Foods can increase, decrease arthritis pain

October 12, 2011

For many, medication is not enough, so they turn to certain common foods for pain relief.

Arthritis happens when the body's immune cells turn against healthy tissue around joints.

"Most of the medications are either symptom reduction or actually, prevention of the progression of the disease, but there's no cure yet," said Dr. Richard Krieger, a physician at Marianjoy Rehabilitation Hospital.

Side effects from the medications have many patients watching what they eat to find relief.

However, what you cook could end up helping or hurting you.

Studies show saturated fats may increase inflammation in the body. That means bacon, steak, butter and cream may trigger arthritis pain. Omega-6 fatty acids found in vegetable oils may also increase inflammation and joint pain.

Omega-3 fatty acids found in salmon, tuna, trout, walnuts, tofu and canola oil may help decrease inflammation and decrease pain.

Selenium fights free radicals that cause damage to healthy tissue. One 3.5-ounce serving of tuna gives you a full day's requirement of selenium.
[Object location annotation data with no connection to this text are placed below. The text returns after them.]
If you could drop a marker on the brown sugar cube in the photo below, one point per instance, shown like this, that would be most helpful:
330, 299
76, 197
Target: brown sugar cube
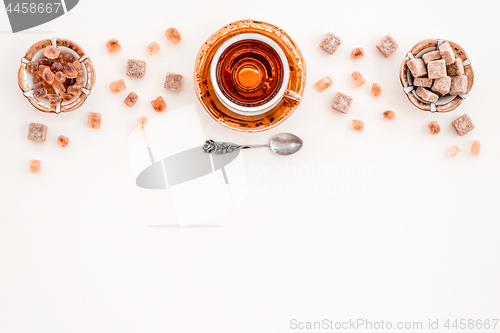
117, 86
447, 53
475, 148
37, 132
94, 120
434, 127
136, 68
357, 53
426, 95
159, 104
431, 56
330, 43
463, 125
423, 82
442, 86
357, 79
322, 84
62, 141
458, 85
456, 68
113, 46
173, 82
131, 99
453, 151
34, 166
389, 115
417, 67
376, 90
173, 35
152, 49
387, 46
358, 125
436, 69
341, 102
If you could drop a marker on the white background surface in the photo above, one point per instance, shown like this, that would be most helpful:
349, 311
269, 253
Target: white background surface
380, 225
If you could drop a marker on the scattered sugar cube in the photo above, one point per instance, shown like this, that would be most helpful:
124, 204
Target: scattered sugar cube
423, 82
94, 120
136, 68
117, 86
173, 82
475, 148
442, 86
447, 53
62, 141
463, 125
330, 43
358, 125
34, 166
434, 127
357, 79
153, 49
357, 53
37, 132
387, 46
436, 69
159, 104
173, 35
341, 102
453, 151
431, 56
389, 115
458, 85
376, 90
113, 46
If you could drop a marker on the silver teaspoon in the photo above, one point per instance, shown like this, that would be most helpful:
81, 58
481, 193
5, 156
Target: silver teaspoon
281, 144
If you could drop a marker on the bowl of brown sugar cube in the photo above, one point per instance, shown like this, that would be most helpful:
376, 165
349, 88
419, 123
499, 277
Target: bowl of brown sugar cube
436, 75
56, 75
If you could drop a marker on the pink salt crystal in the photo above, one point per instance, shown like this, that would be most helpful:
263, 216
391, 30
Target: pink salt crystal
117, 86
453, 151
417, 67
434, 127
357, 53
426, 95
436, 69
330, 43
447, 53
423, 82
341, 102
458, 85
322, 84
113, 46
173, 35
441, 86
387, 46
475, 148
173, 82
37, 132
159, 104
463, 125
152, 49
136, 68
94, 120
62, 141
131, 99
376, 90
431, 56
357, 79
34, 166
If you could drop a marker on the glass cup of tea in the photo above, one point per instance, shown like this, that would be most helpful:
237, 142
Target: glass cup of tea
250, 74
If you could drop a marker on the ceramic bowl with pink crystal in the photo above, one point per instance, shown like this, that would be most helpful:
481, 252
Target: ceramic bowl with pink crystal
26, 80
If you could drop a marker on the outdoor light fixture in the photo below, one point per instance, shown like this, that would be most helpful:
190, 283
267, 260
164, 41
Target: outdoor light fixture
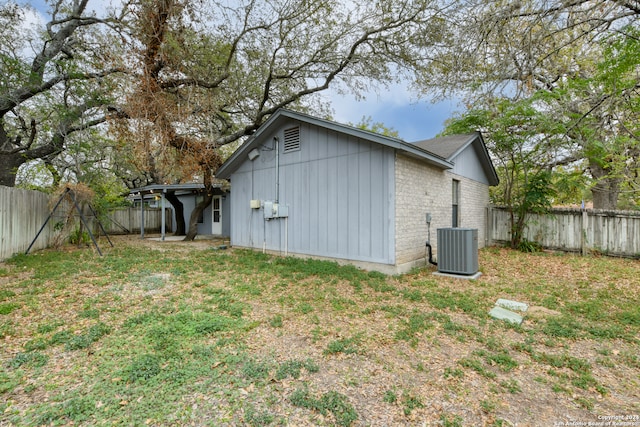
253, 154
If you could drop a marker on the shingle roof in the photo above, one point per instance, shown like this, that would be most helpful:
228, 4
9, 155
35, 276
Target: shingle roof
410, 149
446, 146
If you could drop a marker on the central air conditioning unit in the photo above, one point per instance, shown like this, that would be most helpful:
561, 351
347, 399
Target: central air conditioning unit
458, 251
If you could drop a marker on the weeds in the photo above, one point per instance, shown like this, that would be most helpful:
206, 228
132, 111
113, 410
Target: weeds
331, 402
150, 336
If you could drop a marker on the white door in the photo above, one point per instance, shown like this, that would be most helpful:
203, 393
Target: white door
216, 215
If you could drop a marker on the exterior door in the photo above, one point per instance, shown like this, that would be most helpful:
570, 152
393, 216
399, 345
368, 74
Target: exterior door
216, 215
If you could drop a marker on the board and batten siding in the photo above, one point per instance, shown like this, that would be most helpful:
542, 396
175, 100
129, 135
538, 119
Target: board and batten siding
339, 190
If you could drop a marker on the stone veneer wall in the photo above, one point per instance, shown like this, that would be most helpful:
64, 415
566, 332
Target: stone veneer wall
422, 189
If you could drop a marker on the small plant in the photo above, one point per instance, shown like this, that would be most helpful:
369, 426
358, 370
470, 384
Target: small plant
453, 372
93, 334
345, 345
390, 396
331, 402
477, 366
511, 386
487, 406
293, 368
276, 321
7, 308
34, 359
143, 367
451, 420
256, 418
411, 402
254, 370
79, 237
503, 360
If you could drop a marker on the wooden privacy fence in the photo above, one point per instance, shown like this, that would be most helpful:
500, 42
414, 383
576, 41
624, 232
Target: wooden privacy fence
574, 230
23, 212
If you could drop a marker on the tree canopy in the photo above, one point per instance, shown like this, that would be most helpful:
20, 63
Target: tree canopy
152, 91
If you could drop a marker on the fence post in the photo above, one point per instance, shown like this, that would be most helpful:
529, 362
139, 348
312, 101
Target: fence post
583, 238
489, 226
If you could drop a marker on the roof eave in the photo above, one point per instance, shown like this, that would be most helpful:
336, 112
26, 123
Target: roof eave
236, 158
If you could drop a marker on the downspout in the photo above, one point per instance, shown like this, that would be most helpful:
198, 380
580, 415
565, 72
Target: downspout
277, 144
428, 245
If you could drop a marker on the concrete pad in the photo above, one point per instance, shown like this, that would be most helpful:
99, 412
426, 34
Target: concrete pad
458, 276
512, 305
504, 314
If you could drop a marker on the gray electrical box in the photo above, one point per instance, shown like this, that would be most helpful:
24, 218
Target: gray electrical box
458, 250
268, 210
283, 211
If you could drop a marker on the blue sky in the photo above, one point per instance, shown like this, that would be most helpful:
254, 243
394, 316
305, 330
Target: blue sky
414, 120
395, 107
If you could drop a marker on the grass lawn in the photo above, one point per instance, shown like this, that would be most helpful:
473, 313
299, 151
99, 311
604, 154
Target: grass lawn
173, 333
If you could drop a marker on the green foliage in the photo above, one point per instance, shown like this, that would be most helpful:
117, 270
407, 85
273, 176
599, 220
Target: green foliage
343, 345
34, 359
331, 402
7, 308
93, 334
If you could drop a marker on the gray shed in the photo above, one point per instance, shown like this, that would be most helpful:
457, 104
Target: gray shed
309, 186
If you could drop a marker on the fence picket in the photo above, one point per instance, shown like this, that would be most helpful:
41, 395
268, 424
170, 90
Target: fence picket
22, 213
574, 230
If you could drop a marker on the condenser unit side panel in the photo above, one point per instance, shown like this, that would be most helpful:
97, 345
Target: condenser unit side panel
458, 250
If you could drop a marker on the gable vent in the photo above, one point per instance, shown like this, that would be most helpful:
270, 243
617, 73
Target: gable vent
291, 139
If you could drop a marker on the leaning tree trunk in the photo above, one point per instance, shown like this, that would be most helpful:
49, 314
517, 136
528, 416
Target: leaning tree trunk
178, 207
607, 189
9, 164
195, 214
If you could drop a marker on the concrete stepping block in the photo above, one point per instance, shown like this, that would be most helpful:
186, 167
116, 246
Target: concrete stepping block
504, 314
512, 305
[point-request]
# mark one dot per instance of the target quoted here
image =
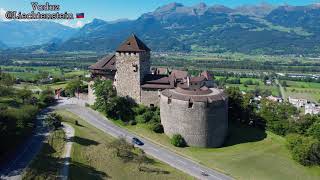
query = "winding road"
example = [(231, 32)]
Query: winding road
[(182, 163), (27, 151)]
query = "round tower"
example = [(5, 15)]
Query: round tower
[(199, 115)]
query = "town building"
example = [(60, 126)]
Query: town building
[(189, 105)]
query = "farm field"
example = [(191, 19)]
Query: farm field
[(306, 90), (247, 88)]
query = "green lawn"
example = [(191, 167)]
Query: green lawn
[(248, 154), (48, 162), (92, 159), (306, 90)]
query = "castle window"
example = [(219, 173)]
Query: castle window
[(135, 67)]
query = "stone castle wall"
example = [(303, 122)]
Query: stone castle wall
[(131, 69), (149, 97), (91, 97), (200, 125)]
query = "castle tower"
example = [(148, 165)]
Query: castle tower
[(132, 64)]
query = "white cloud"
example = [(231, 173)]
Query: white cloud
[(73, 23), (3, 15)]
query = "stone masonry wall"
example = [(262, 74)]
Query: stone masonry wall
[(149, 97), (91, 96), (200, 125), (131, 68)]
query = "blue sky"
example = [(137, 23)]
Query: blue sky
[(118, 9)]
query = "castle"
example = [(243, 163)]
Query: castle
[(189, 106)]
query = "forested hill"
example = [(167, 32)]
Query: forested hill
[(259, 29)]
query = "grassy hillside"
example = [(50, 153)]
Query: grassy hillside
[(92, 159), (248, 154)]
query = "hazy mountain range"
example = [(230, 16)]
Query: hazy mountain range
[(174, 27)]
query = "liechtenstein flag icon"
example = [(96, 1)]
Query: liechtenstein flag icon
[(80, 15)]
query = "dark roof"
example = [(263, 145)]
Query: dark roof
[(133, 44), (197, 79), (106, 63), (179, 74), (201, 95), (208, 75), (156, 81)]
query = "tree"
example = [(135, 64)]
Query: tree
[(277, 115), (54, 120), (73, 87), (122, 148), (24, 94), (314, 130), (178, 141), (47, 97), (141, 158)]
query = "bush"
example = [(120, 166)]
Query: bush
[(140, 109), (148, 115), (305, 150), (47, 97), (314, 130), (178, 141), (140, 119), (54, 120), (156, 127)]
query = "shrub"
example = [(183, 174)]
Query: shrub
[(140, 109), (314, 130), (54, 120), (148, 115), (132, 122), (140, 119), (156, 127), (178, 141)]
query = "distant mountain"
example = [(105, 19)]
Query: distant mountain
[(2, 45), (22, 33), (306, 17), (260, 29), (259, 10)]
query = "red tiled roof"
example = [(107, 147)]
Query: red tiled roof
[(133, 44), (207, 75), (179, 74), (197, 79), (106, 63)]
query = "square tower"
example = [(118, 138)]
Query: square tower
[(132, 64)]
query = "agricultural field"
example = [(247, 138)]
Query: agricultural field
[(306, 90), (258, 84)]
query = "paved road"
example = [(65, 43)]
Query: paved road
[(14, 169), (67, 151), (177, 161), (283, 95)]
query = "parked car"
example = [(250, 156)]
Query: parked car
[(137, 141)]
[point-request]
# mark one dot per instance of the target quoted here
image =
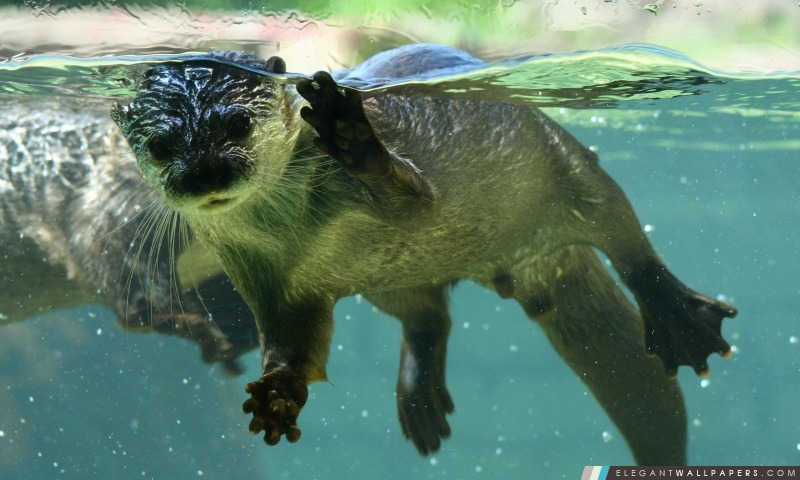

And you may want to add a little hot sauce to your meal. An Oxford study shows 40 percent of arthritis patients reduced their pain by half after using capsaicin for one month. It's found in chili peppers.

There's good news if you like to have a glass of wine with dinner. A study published in the Annals of the Rheumatic Diseases found drinking alcohol may be linked to a significantly reduced chance of getting rheumatoid arthritis.